I say "very likely" because of course the results are not fully in. One of the omissions from Grunwald's book is a tally of the record of the government entrepreneurship of the first Obama term. I don't say this as criticism: Grunwald wrote before the results arrived. (To a great extent, they have not arrived yet.) Yet the question of results is unavoidable, and it's not avoided by refusing to acknowledge that costs can exist. The stimulus may have created "free money" from the point of view of the government agencies that suddenly received a fiscal windfall. But from the point of view of the larger economy, that money was not free. It represents present and future investment and consumption, and if it's spent upon a battery project that fails, it is not available for other purposes tomorrow. Government has historically made a very poor investor, and an energy future that relies on government investment is likely to be seriously misdirected.

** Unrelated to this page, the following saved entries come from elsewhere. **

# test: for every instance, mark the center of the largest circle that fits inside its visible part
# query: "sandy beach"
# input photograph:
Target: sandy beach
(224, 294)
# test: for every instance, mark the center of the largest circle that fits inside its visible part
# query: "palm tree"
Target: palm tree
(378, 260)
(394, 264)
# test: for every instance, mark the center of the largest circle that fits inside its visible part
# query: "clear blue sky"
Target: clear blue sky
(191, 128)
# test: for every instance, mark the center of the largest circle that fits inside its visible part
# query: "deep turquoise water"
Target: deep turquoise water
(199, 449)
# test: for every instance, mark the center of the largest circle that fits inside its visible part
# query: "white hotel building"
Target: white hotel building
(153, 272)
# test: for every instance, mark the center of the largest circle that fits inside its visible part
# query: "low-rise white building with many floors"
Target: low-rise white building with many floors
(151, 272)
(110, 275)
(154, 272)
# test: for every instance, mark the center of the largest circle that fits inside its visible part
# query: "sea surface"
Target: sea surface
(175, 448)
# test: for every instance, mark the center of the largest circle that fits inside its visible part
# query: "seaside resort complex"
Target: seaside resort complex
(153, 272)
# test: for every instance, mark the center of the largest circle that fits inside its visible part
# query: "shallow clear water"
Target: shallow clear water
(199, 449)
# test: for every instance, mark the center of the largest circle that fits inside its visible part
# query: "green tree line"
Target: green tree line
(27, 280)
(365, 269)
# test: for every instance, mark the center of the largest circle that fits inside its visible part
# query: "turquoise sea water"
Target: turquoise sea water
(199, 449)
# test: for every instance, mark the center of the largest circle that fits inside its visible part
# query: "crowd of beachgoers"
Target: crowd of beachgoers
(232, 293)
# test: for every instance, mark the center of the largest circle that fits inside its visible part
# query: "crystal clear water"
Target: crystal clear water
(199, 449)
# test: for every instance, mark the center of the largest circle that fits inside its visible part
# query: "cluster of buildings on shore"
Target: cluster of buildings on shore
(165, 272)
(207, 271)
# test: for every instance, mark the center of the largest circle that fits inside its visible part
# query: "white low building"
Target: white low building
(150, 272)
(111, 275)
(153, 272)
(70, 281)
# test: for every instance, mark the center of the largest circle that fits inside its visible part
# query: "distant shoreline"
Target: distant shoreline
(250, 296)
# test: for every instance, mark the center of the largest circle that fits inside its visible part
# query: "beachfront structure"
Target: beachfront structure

Fiscal stimulus is emergency medicine. At the right time and in the right dose, it can ease and abridge economic maladies. One of the sharpest jabs in The New New Deal is Grunwald's reminder that Mitt Romney championed an immediate and substantial fiscal stimulus back in 2008. But the attempt to fold a more permanent agenda into the stimulus was bad policy. That attempt also proved bad politics. Folding a generation's worth of progressive agenda into the stimulus created a serious truth-in-advertising problem. If the largest stimulus on record yielded disappointing results, that was due in part to the fact that the results aimed at by the stimulus' authors were not the results they had led the public to expect.
Grunwald himself details that disconnect between declared and actual mission. I'm surprised that he's surprised that anybody would take exception to the story that he himself brought so fully into the light.